In The Indian Runner we focus on a man named Joe Roberts. He is a man who is also seemingly down on his luck, but doing ok. His younger brother Frank is home from Vietnam. It is quickly discovered that, although cleaned up, he is still very much a restless man. His father also confirms as much. Early in the film, the two brothers lose their mother. This sends the father into a depression, causing him to take his own life. Frank, who was in prison at the time of his mother’s passing, learns of the suicide and is seemingly calm with what has happened. As we will see later, these moments hit him harder than he initially let on. We now start to see how truly unstable Frank is and how his decisions impact the small town. Joe, who is trying to be a caring brother, continues to pursue Frank in all of his mistakes, using his power as an officer of the law to help him in times of severe trouble. Eventually, when all seems to be going well, Frank kills a bartender for seemingly no reason other than to break the status quo and ease his restless spirit. Joe pursues him in a squad car to the state line, stopping at the border to let him go, signifying that Joe must let his little brother go both physically and emotionally.

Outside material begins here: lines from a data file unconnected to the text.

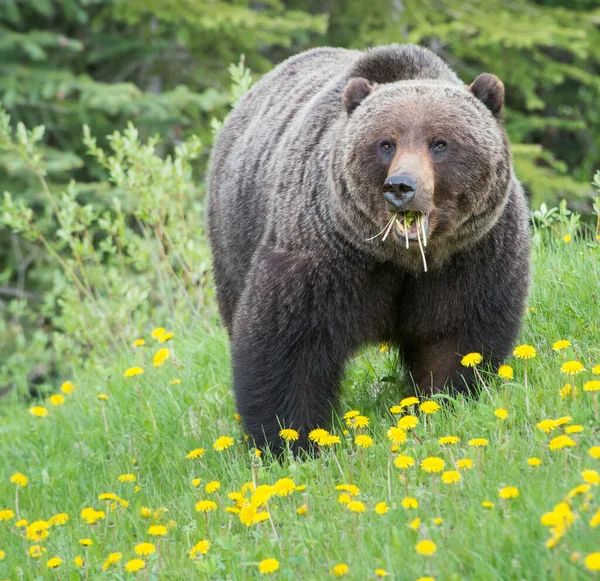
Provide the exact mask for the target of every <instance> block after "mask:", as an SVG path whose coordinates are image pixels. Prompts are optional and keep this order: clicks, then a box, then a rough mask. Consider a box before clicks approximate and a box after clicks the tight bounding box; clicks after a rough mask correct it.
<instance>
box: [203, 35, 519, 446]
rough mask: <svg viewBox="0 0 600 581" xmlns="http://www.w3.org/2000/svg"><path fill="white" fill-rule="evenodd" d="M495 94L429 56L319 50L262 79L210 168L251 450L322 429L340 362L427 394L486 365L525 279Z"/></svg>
mask: <svg viewBox="0 0 600 581" xmlns="http://www.w3.org/2000/svg"><path fill="white" fill-rule="evenodd" d="M503 102H504V86H503V84H502V82H501V81H500V80H499V79H498V78H497V77H495V76H494V75H491V74H482V75H480V76H479V77H477V78H476V79H475V81H474V82H473V83H472V84H471V85H469V86H467V85H465V84H464V83H463V82H461V81H460V80H459V78H458V77H457V76H456V74H455V73H454V72H453V71H452V70H451V69H450V68H449V67H448V66H447V65H446V64H445V63H444V62H443V61H442V60H441V59H440V58H439V57H438V56H437V55H435V54H434V53H433V52H431V51H429V50H427V49H425V48H421V47H418V46H414V45H392V46H388V47H379V48H374V49H371V50H367V51H365V52H361V51H355V50H346V49H335V48H319V49H314V50H310V51H308V52H305V53H302V54H299V55H297V56H295V57H293V58H290V59H289V60H287V61H285V62H283V63H282V64H280V65H279V66H277V67H276V68H275V69H274V70H273V71H272V72H270V73H269V74H267V75H265V76H264V77H263V78H262V80H260V81H259V82H258V83H257V84H256V85H255V86H254V87H253V88H252V89H251V90H250V92H249V93H248V94H247V95H246V96H245V97H244V98H243V99H242V100H241V101H240V102H239V104H238V105H237V106H236V107H235V109H234V110H233V111H232V112H231V114H230V115H229V118H228V119H227V121H226V123H225V125H224V127H223V129H222V130H221V132H220V134H219V136H218V139H217V140H216V143H215V146H214V150H213V153H212V159H211V167H210V171H209V178H208V206H207V214H208V228H209V235H210V242H211V246H212V252H213V258H214V275H215V282H216V288H217V299H218V304H219V310H220V313H221V316H222V319H223V321H224V324H225V326H226V328H227V330H228V332H229V335H230V339H231V356H232V366H233V387H234V391H235V396H236V401H237V407H238V411H239V413H240V414H241V416H242V418H243V421H244V423H245V426H246V429H247V431H248V434H249V435H250V436H251V437H252V438H253V439H254V441H255V443H256V445H257V446H259V447H262V446H266V445H270V446H271V447H272V448H273V449H275V450H280V449H281V445H282V441H281V439H280V436H279V431H280V430H281V429H282V428H294V429H295V430H297V431H298V432H299V433H300V439H299V441H298V442H296V446H297V448H296V449H301V448H304V449H306V448H308V447H309V446H310V442H309V441H308V439H307V435H308V433H309V431H310V430H312V429H314V428H317V427H320V428H327V427H328V425H330V423H331V418H332V405H335V402H336V395H337V393H338V388H339V384H340V380H341V377H342V374H343V371H344V364H345V363H346V361H347V360H348V358H349V357H350V356H351V355H352V354H353V353H354V352H356V351H357V349H359V348H360V347H361V346H363V345H365V344H369V343H388V344H390V345H394V346H395V347H396V348H398V349H399V353H400V357H401V360H402V362H403V366H404V369H405V370H406V372H407V374H408V378H409V380H410V382H411V385H413V386H414V388H415V389H416V390H417V392H418V393H422V394H426V395H429V394H433V393H436V392H440V391H441V390H443V389H445V388H446V389H447V388H450V389H453V390H458V391H460V390H462V391H468V390H469V388H471V387H476V386H475V385H474V384H475V381H474V377H473V373H472V371H470V370H469V369H467V368H466V367H463V366H461V356H463V355H465V354H466V353H469V352H475V351H476V352H479V353H482V354H483V357H484V360H485V363H486V364H488V365H492V366H497V365H499V364H500V362H501V361H502V360H503V358H504V357H506V355H507V354H508V353H509V351H510V349H511V346H512V344H513V342H514V341H515V339H516V336H517V334H518V331H519V327H520V323H521V319H522V316H523V313H524V308H525V306H524V303H525V300H526V295H527V291H528V281H529V234H528V209H527V205H526V201H525V197H524V194H523V190H522V188H521V185H520V184H519V182H518V181H517V178H516V177H515V175H514V173H513V169H512V162H511V154H510V151H509V143H508V139H507V137H506V134H505V131H504V129H503V127H502V115H503Z"/></svg>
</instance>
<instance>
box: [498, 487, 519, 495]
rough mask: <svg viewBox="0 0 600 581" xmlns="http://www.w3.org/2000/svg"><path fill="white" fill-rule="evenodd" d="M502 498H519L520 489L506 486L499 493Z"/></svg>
mask: <svg viewBox="0 0 600 581" xmlns="http://www.w3.org/2000/svg"><path fill="white" fill-rule="evenodd" d="M498 496H499V497H500V498H517V496H519V489H518V488H517V487H516V486H505V487H504V488H501V489H500V492H498Z"/></svg>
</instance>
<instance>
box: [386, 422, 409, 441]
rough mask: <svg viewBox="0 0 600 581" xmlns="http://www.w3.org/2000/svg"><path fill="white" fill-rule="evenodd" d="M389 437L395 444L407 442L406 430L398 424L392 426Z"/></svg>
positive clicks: (389, 432)
mask: <svg viewBox="0 0 600 581" xmlns="http://www.w3.org/2000/svg"><path fill="white" fill-rule="evenodd" d="M387 437H388V440H390V442H393V443H394V444H402V443H404V442H406V432H405V431H404V430H403V429H402V428H398V427H397V426H392V427H391V428H390V429H389V430H388V431H387Z"/></svg>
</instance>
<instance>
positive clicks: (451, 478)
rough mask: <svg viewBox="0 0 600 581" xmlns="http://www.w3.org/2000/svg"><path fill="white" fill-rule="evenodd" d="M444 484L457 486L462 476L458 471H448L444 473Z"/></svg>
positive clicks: (456, 470)
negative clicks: (456, 485)
mask: <svg viewBox="0 0 600 581" xmlns="http://www.w3.org/2000/svg"><path fill="white" fill-rule="evenodd" d="M442 482H443V483H444V484H456V483H457V482H460V474H459V472H458V471H457V470H447V471H446V472H443V473H442Z"/></svg>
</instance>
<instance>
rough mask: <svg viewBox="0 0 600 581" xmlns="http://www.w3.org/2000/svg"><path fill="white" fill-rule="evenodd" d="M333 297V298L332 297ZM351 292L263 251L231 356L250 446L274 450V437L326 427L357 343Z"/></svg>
mask: <svg viewBox="0 0 600 581" xmlns="http://www.w3.org/2000/svg"><path fill="white" fill-rule="evenodd" d="M333 291H335V292H333ZM350 295H351V292H350V291H349V290H348V289H347V285H346V284H345V283H344V282H343V281H342V280H340V279H339V277H338V276H337V275H336V274H335V273H333V272H330V271H328V268H327V267H324V266H322V265H320V266H319V265H316V264H315V261H314V260H311V259H308V258H307V257H298V256H292V255H289V254H285V253H279V252H275V251H268V252H267V251H263V253H262V256H261V259H260V260H258V261H256V262H255V264H254V266H253V267H252V269H251V271H250V273H249V275H248V278H247V281H246V288H245V290H244V294H243V295H242V297H241V299H240V302H239V304H238V306H237V308H236V313H235V318H234V325H233V333H232V337H231V355H232V364H233V385H234V391H235V396H236V400H237V407H238V411H239V413H240V415H241V416H242V419H243V421H244V424H245V426H246V429H247V431H248V434H249V435H250V436H251V437H252V438H253V439H254V442H255V443H256V445H257V446H259V447H263V446H265V445H269V446H270V447H271V449H272V450H273V451H274V452H276V453H277V452H278V451H280V450H281V446H282V440H281V438H280V436H279V431H280V430H281V429H282V428H293V429H295V430H297V431H298V432H299V434H300V440H299V441H298V442H295V443H294V444H293V447H294V449H295V450H298V449H300V448H302V449H307V448H308V447H309V445H310V444H309V441H308V433H309V432H310V430H312V429H314V428H317V427H319V428H327V427H329V425H330V424H331V417H332V406H334V405H335V402H336V399H337V392H338V388H339V383H340V380H341V376H342V373H343V369H344V363H345V361H346V359H347V358H348V357H349V355H350V354H351V352H352V351H353V350H354V349H355V347H356V346H357V343H358V344H360V342H361V341H360V339H359V338H358V336H359V331H358V329H357V328H356V324H355V322H354V321H353V319H352V316H351V313H352V309H351V308H350V305H349V304H348V303H349V302H350Z"/></svg>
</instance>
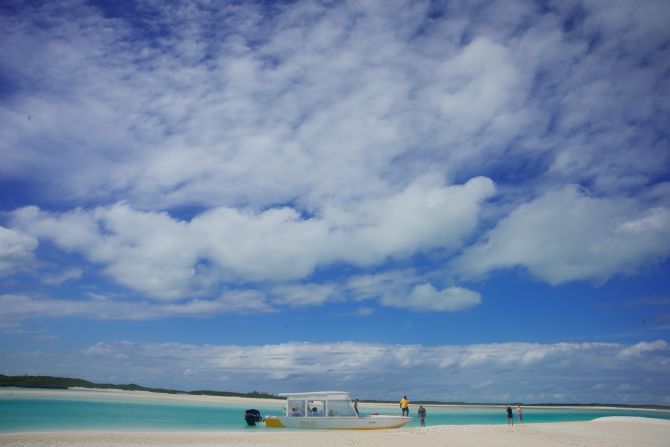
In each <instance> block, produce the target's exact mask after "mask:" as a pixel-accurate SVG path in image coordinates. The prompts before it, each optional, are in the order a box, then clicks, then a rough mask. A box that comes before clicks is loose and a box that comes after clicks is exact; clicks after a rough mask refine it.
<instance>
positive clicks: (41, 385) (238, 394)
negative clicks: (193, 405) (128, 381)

One more interesting point in contrast to The Set-Up is the lack of censorship. All throughout the movie there is heavy violence, language, drug use, and excessive nudity. This extends all the way to a very visual birthing scene that is shot alongside the final car chase. The seeming lack of care for what the audience might think of these excessive scenes tells the viewer exactly what Penn is trying to achieve. Life is gritty, it is hard, things happen, and sometimes you’re just going to have to bear it. There is no other way through life than to understand that hard things happen and you must continue to look at the things that are worth living for. To end on a quote about Penn’s debut, “However, as his first film behind the camera, “The Indian Runner” is hardly a work of mischievous youngster, a moody meditation on the bond of blood the two men share even if they no longer have the same perspective on the world after one returns from war” (Moveablefeast.com).